The first telemetry results are in

lmb

Since the Mimic (13.2.x) release, Ceph includes the telemetry module. This (opt-in) component sends anonymous, non-identifiable metrics about the cluster back to the Ceph project. These include for example high-level summaries of pool configuration, number of nodes and OSDs, as well Ceph, OS, kernel versions, crashes encountered, and total cluster capacity. More details are available in a previous blog post.

This module is not yet widely enabled, and the data reported is still evolving and under refinement. As a storage system, we are taking a careful approach with strong emphasis on privacy.

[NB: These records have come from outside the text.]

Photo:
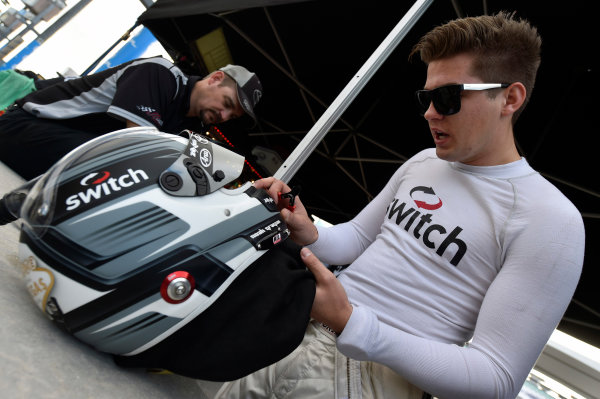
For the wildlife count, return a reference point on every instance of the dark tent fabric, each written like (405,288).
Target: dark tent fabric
(305,52)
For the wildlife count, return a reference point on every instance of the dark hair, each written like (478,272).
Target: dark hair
(505,49)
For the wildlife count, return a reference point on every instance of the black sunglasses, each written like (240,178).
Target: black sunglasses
(446,99)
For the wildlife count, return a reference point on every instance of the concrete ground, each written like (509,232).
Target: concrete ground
(38,360)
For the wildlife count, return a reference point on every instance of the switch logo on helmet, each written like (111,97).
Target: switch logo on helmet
(103,186)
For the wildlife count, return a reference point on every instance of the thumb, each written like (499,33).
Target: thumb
(314,264)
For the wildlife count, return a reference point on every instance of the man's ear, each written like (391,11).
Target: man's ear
(514,98)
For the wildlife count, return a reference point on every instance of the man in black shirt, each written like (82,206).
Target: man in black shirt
(46,124)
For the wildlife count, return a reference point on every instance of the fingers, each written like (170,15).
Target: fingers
(331,305)
(317,268)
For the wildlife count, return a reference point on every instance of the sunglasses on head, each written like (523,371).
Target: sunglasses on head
(446,99)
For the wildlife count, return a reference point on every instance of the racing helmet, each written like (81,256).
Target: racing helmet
(133,235)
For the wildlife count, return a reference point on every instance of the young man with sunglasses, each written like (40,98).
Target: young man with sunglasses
(461,267)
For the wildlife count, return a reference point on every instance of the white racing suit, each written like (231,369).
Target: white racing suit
(315,370)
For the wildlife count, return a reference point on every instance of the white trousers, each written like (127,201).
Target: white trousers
(317,370)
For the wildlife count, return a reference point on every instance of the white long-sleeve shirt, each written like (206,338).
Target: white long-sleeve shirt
(449,253)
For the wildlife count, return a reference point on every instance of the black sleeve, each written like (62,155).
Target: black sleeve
(144,94)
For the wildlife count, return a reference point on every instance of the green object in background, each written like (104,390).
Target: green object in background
(13,86)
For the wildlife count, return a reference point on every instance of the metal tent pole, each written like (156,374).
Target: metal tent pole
(291,165)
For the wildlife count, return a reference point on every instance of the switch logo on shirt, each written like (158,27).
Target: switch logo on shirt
(422,224)
(152,114)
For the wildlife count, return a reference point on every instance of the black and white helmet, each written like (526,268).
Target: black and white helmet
(131,236)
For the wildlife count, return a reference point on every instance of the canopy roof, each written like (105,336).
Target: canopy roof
(305,53)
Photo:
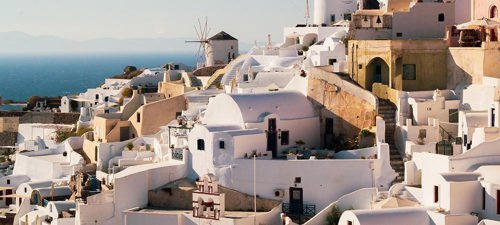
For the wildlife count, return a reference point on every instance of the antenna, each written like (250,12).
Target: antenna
(307,16)
(202,34)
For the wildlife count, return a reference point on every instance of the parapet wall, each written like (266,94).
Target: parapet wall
(351,107)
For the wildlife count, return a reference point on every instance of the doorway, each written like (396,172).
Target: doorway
(296,200)
(272,137)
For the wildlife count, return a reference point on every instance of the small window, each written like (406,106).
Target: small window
(498,201)
(409,72)
(436,194)
(95,153)
(201,144)
(347,16)
(441,17)
(453,115)
(285,137)
(422,133)
(484,198)
(329,125)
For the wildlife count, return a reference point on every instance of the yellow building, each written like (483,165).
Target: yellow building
(404,65)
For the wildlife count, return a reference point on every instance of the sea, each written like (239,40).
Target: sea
(25,75)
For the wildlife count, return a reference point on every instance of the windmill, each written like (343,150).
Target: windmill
(202,33)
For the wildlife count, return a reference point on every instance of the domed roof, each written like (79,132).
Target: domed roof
(253,108)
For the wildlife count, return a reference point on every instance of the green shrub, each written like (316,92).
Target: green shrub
(333,216)
(127,92)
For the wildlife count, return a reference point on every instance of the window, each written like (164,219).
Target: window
(329,126)
(453,115)
(95,153)
(484,198)
(436,194)
(271,125)
(347,16)
(201,144)
(422,133)
(441,17)
(409,72)
(494,12)
(285,137)
(498,201)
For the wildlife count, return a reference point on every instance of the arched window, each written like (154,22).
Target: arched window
(494,12)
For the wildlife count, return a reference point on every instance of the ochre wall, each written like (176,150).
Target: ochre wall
(350,113)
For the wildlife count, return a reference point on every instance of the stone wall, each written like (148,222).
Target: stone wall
(8,138)
(207,71)
(172,197)
(9,124)
(351,107)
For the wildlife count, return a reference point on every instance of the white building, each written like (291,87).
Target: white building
(221,49)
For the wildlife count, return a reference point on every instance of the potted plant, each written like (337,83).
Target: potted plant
(130,146)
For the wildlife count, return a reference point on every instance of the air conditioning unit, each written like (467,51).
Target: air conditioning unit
(279,193)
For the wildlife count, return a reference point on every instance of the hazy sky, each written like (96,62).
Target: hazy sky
(89,19)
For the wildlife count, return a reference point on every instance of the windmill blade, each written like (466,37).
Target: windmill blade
(198,34)
(206,28)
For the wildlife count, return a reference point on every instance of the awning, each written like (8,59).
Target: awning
(480,23)
(15,196)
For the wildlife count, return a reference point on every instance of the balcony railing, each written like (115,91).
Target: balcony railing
(178,154)
(299,212)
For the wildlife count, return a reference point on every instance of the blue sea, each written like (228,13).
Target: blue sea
(22,76)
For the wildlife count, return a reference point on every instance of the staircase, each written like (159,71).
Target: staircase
(387,110)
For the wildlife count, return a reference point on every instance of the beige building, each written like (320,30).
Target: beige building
(9,124)
(404,65)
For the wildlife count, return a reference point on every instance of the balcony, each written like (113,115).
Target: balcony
(299,213)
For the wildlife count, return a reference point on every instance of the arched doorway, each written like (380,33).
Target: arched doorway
(309,39)
(493,14)
(377,71)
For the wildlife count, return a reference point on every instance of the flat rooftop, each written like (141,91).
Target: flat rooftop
(228,214)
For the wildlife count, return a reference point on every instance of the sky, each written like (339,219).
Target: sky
(248,21)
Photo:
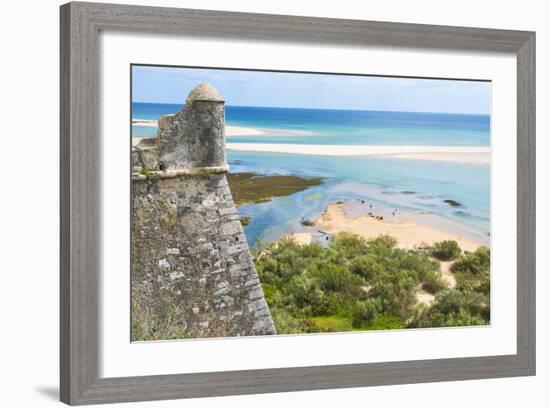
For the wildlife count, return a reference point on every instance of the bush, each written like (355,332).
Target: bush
(455,307)
(364,313)
(367,285)
(446,250)
(472,272)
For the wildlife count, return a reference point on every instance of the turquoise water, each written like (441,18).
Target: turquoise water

To understand which reports would be beneficial to developers and the community at large, we made our first steps through manual exploration, based on current support incidents. And we were positively surprised that already, the data proved useful!

Early findings

At the time of this writing in July 2019, some 320 clusters reported, at some point in their lifecycle, their status to our telemetry service. These clusters jointly hosted over 40 petabytes of data on over 10000 OSDs. Given how few clusters have the module enabled so far, and how many of those might be lab or development clusters, it’s too early to draw too many conclusions from this data.

However, during exploration, an oddity was noticed that was surprising even under those caveats - a number of clusters reported some of their pools using a pg_num setting that was not a power of two:

While the distribution clearly shows the expected bias towards powers of two, just over 4% of all pools did not follow this recommendation. One might speculate that since telemetry needs to be explicitly enabled still, these users are slightly more familiar with Ceph than average and thus this percentage might be even higher in the field at large.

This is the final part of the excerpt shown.